Martin Önnerfors

Postdoctoral researcher at Department of Economics, Uppsala University

I moved from my native Småland to Lund for a Bachelor in Human Geography and GIS, after which I spent a number of years in the private sector as an analyst. I returned to Lund for my Master in Economic Demography at the Economic History Department in Lund and continued into the PhD program, from which I graduated in 2021. My research interest lie within urban demography, historical as well as contemporary, most often with a geographic perspective.

What does your current job entail?

My Postdoctoral position is currently research-dominated. I work within a Riksbanken project called “City of My Dreams”, in which we use historical micro-data to answer questions regarding how economic, health, and social outcomes are shaped by where a person grows up. We use data from Stockholm during the Industrial Revolution and cover topics such as returns to migration, origins of spatial inequality and outcomes from specific policy interventions.

What are the most rewarding things about your current job?

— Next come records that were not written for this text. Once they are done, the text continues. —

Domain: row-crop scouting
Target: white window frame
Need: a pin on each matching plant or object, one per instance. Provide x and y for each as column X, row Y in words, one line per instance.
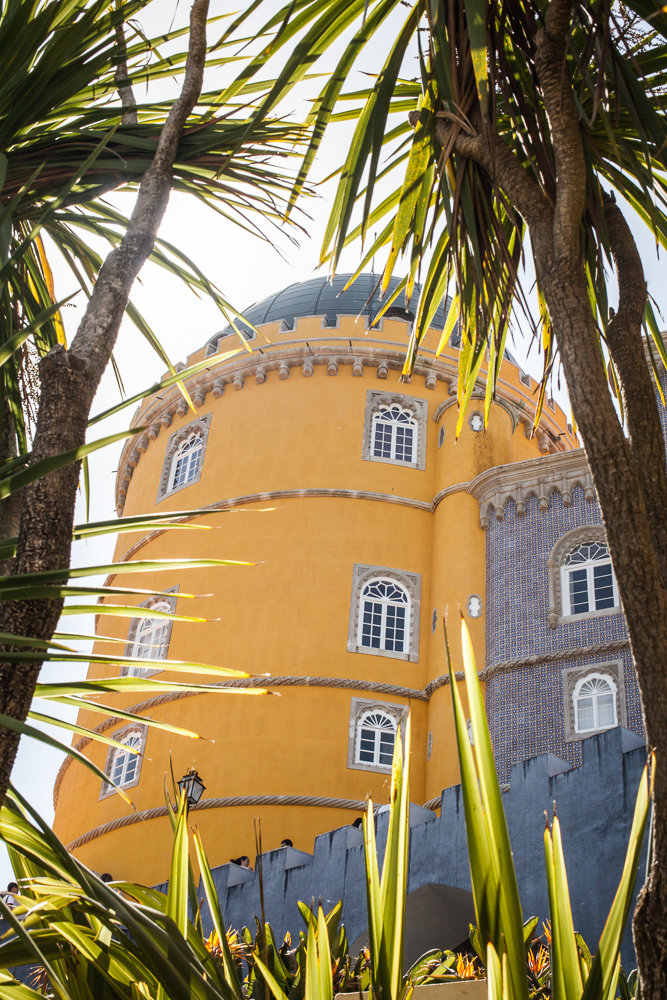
column 134, row 731
column 589, row 566
column 559, row 600
column 134, row 642
column 361, row 708
column 190, row 448
column 577, row 697
column 385, row 603
column 410, row 583
column 364, row 721
column 378, row 401
column 396, row 428
column 174, row 451
column 573, row 679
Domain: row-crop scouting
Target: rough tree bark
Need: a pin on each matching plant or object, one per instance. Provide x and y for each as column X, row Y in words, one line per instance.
column 10, row 507
column 629, row 474
column 69, row 381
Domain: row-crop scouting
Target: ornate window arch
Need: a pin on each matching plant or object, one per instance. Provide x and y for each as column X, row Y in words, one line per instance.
column 124, row 766
column 593, row 699
column 376, row 736
column 372, row 734
column 384, row 612
column 395, row 429
column 595, row 703
column 184, row 457
column 581, row 577
column 149, row 636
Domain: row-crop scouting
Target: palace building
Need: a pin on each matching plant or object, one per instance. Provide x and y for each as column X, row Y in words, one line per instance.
column 368, row 524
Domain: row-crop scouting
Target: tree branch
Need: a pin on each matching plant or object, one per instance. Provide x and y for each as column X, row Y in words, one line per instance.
column 69, row 380
column 552, row 72
column 627, row 349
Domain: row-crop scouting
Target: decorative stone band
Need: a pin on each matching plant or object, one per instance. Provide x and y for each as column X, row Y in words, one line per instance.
column 300, row 355
column 540, row 477
column 234, row 800
column 269, row 497
column 417, row 694
column 555, row 656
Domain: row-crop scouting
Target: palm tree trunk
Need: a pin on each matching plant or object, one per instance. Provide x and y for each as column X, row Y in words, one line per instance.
column 69, row 381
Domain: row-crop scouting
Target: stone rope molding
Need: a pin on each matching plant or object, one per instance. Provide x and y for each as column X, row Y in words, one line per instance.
column 416, row 694
column 288, row 355
column 555, row 656
column 235, row 800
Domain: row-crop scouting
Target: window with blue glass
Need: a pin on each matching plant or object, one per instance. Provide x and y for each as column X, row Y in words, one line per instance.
column 384, row 616
column 376, row 735
column 588, row 580
column 395, row 434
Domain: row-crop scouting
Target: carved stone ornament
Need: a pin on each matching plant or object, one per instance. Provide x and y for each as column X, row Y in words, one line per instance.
column 202, row 424
column 539, row 477
column 375, row 400
column 572, row 675
column 358, row 709
column 581, row 535
column 361, row 575
column 141, row 729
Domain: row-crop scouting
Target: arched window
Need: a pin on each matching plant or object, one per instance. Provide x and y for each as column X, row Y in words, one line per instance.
column 588, row 580
column 595, row 704
column 376, row 735
column 395, row 434
column 384, row 616
column 187, row 460
column 124, row 768
column 151, row 639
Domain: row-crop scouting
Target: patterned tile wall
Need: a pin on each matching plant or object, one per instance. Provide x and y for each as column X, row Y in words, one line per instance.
column 525, row 705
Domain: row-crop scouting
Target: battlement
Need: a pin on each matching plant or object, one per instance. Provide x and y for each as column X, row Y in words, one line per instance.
column 595, row 808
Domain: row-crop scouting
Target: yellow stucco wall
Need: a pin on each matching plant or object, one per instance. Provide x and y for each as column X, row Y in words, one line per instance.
column 288, row 614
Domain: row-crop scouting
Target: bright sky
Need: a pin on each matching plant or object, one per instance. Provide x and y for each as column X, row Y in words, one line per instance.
column 245, row 269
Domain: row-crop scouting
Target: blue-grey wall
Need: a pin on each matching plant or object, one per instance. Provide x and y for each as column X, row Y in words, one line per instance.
column 595, row 805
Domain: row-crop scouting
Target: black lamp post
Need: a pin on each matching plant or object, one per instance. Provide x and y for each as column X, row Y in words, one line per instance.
column 193, row 787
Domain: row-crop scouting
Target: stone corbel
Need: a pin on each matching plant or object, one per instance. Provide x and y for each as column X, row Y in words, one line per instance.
column 543, row 442
column 520, row 501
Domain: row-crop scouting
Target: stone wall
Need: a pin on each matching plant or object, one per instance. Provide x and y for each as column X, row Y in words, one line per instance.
column 595, row 806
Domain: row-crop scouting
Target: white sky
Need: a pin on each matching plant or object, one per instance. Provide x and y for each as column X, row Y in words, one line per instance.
column 246, row 270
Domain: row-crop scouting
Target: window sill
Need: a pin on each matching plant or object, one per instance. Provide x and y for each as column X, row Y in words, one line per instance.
column 378, row 768
column 564, row 619
column 578, row 737
column 352, row 647
column 395, row 461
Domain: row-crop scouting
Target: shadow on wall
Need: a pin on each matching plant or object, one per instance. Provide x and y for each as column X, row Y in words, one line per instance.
column 436, row 916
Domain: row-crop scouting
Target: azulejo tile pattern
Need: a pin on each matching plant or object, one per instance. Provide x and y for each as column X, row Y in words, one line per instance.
column 525, row 705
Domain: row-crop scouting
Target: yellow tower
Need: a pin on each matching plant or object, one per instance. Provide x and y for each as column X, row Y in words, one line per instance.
column 371, row 537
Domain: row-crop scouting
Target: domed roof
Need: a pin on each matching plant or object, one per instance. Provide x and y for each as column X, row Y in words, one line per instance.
column 320, row 297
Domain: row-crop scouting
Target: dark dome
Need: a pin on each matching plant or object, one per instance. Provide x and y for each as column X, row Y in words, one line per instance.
column 319, row 297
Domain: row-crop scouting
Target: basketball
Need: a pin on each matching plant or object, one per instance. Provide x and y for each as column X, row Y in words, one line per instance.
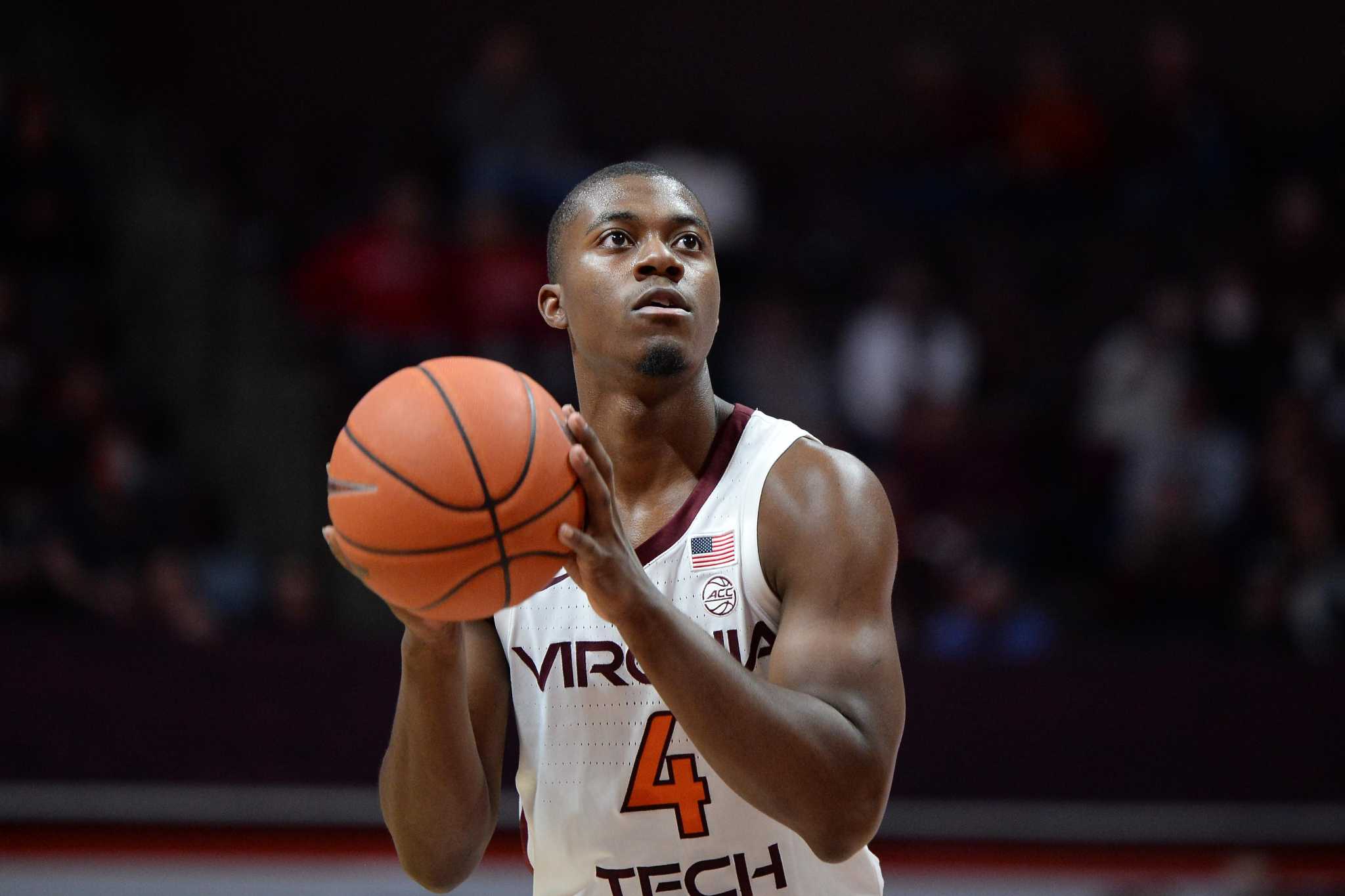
column 447, row 486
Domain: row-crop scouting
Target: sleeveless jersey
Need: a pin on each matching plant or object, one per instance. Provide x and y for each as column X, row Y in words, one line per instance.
column 615, row 798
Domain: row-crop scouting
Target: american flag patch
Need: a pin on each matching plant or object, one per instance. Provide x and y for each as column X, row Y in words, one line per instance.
column 712, row 550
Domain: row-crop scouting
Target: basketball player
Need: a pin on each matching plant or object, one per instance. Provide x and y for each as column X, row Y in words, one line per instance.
column 709, row 702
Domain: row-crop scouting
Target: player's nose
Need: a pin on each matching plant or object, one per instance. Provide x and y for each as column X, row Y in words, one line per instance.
column 658, row 259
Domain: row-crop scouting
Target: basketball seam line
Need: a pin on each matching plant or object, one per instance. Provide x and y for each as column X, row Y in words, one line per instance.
column 481, row 477
column 502, row 562
column 403, row 479
column 460, row 544
column 531, row 440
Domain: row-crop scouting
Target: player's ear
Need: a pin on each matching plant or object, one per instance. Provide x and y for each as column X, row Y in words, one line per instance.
column 553, row 310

Being able to continue working with social science research after my PhD is very rewarding, since I now get to apply and develop my skills and interests from the PhD program even further. Although working with project funding can be stressful since you constantly need to keep applying to secure your future, the actual work you get to do is privileged since you get to dig deep into very interesting topics. This is different from my experience in private sector, where projects are shorter, more shallow and (naturally) dictated by what pays off.

Did your studies at the department help you in your career? How?

Since I am a postdoctoral researcher, a PhD is of course mandatory. Apart from this, however, I think that the PhD program in Lund gave me a solid background for taking part in bigger research projects. I think that the program gave me a good mix of theory, statistics and data management, all of which were needed for me to get my current position.

Why did you choose to do doctoral studies in Lund?

Having done my Master’s degree in Lund, I had the impression that the PhD program was of high quality and I liked the research being produced there. After applying, I was offered a position in the UK as well as in Lund, but ended up choosing Lund and the program turned out to be what I wanted in my PhD studies.

What were some of the best things with studying at our department?

I appreciated being able to focus and dig deeper into the topics and methods that I found interesting, since the department offered courses in a range of different topics. The seminar culture in Lund also gave me a lot of insights – it was a bit nerve-racking to present during the first years but the comments were always sharp and helped me forward. Also, the department has a lot of pleasant and helpful colleagues and this made my years there all the better.

Do you have any recommendations for future students who would like to follow your path?

Try and follow what interests you and brought you to the social sciences in the first place. My experience is that it’s not always possible to research exactly what you want, but getting close to it does a lot for motivation and sets you on the right path if you want to continue. Keep your eyes peeled for opportunities to apply for grants, or opportunities to be a part of other people’s projects within your interest.